- Domattina, se non si marcia al nemico, non possiamo fare una galoppata fino a Monterotondo? C'è lassù quel canonico Tolti, nella cui casa, ier l'altro, abbiamo mangiato, pagando la spesa, un pezzo di pan bigio e uno spicchio di lesso. Che ti pare? consegniamo il deposito a lui? -
Detto, fatto. All'alba del 29, saputo che si rimarrà tutta la giornata a Fornonuovo, inforchiamo i bucefali. Avevamo requisiti i due cavalli il giorno prima.
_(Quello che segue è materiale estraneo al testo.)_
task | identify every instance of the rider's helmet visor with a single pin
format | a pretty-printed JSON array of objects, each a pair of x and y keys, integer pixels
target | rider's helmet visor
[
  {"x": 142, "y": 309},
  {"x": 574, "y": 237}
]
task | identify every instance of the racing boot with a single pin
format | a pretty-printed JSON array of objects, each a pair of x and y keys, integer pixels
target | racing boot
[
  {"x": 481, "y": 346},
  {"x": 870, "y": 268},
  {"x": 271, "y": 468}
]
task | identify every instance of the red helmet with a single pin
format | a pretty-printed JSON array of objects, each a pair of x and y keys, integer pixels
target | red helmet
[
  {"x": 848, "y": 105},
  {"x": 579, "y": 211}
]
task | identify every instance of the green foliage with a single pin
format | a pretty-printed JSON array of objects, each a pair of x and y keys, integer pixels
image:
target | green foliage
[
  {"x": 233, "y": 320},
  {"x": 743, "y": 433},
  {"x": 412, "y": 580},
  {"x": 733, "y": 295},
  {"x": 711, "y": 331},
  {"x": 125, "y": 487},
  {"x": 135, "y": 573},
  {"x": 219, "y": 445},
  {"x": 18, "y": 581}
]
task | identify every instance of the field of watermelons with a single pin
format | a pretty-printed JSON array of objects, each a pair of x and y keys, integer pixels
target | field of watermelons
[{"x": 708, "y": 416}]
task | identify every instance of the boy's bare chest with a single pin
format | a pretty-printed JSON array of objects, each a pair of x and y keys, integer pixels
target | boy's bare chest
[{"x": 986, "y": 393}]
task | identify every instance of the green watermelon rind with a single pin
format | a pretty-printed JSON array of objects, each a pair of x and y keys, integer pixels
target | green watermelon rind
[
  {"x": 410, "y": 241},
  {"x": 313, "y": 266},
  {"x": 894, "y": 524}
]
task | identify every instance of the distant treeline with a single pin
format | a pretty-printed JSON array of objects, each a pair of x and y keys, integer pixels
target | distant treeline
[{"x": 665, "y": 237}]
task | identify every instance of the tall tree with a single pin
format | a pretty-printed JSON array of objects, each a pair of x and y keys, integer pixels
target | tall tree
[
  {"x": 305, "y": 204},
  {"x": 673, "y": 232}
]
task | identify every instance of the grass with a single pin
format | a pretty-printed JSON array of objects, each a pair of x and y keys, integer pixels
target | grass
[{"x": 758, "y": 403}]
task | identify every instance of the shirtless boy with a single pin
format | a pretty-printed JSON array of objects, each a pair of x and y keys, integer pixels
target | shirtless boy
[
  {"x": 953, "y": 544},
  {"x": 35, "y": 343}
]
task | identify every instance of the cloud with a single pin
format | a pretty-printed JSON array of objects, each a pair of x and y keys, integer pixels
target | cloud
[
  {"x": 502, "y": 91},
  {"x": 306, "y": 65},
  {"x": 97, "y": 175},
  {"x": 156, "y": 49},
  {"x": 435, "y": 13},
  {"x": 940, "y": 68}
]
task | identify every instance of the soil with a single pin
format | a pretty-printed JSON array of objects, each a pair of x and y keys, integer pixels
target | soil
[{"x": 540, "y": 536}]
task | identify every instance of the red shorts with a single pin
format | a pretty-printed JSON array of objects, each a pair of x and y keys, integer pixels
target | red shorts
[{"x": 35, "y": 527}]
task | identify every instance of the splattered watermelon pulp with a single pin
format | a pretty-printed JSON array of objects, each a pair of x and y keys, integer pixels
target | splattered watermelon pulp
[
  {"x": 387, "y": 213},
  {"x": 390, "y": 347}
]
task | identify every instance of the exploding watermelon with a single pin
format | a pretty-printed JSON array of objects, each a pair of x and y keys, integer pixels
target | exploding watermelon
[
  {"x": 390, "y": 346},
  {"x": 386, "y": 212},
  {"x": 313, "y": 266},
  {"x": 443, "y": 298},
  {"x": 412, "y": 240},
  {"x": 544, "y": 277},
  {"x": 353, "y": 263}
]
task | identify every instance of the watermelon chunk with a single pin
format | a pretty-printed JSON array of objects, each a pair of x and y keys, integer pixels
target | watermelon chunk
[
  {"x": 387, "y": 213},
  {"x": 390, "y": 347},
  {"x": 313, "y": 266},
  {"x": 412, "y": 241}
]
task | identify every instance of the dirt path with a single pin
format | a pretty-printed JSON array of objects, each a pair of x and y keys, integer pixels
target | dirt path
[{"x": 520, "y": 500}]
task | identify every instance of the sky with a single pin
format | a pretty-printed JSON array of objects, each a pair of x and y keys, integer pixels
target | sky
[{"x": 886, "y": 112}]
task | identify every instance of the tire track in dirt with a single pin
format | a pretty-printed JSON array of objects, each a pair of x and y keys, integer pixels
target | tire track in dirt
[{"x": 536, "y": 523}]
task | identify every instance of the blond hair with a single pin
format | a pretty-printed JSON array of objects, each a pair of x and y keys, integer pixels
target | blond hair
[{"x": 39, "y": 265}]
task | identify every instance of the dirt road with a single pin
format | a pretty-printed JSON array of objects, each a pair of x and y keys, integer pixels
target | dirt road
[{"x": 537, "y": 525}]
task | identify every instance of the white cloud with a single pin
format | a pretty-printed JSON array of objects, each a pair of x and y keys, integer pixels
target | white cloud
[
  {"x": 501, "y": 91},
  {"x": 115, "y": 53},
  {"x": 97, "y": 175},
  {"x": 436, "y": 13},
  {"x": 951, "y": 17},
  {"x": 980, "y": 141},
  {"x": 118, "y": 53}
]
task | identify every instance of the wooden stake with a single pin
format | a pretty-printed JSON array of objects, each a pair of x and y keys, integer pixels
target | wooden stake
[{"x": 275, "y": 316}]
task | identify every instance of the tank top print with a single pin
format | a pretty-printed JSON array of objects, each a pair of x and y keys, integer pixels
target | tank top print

Quello del maggiore era discreto; il mio aveva una bella apparenza, e trottava anche benino; ma aveva lo spavento, e quel moto convulsivo che a quando a quando gli prendeva nei muscoli esteriori dello stinco e flessori del piede, era una morte per chi gli stava sopra e per chi gli camminava vicino. Ben me ne avvidi a Mentana, che fui costretto ad appiedarmi, per non isfondare io stesso la mia compagnia con quella povera brenna arrembata, che faceva un passo avanti e due indietro.
Giungiamo a Monterotondo, col nostro involtino penzoloni dal pomo della sella, e smontiamo dal canonico Totti; un vecchio di settantasei anni, alto alto, un po' curvo nelle spalle e mezzo cieco. Ci fa buona accoglienza e ci domanda, non senza un po' d'ironia interiore, se siamo già di ritorno dalla nostra marcia in avanti.
- No, reverendo; fermi soltanto per poche ore, ma si prenderà la rincorsa. Eccole qua la ragione della nostra visita: abbiamo trovato questo negozio nella sagrestia della chiesetta di Fornonuovo. Sia che entriamo a Roma noi, sia che usciamo dal cosidetto patrimonio di San Pietro, com'Ella sicuramente ci augura, si celebreranno ancora delle messe a Fornonuovo ed altrove.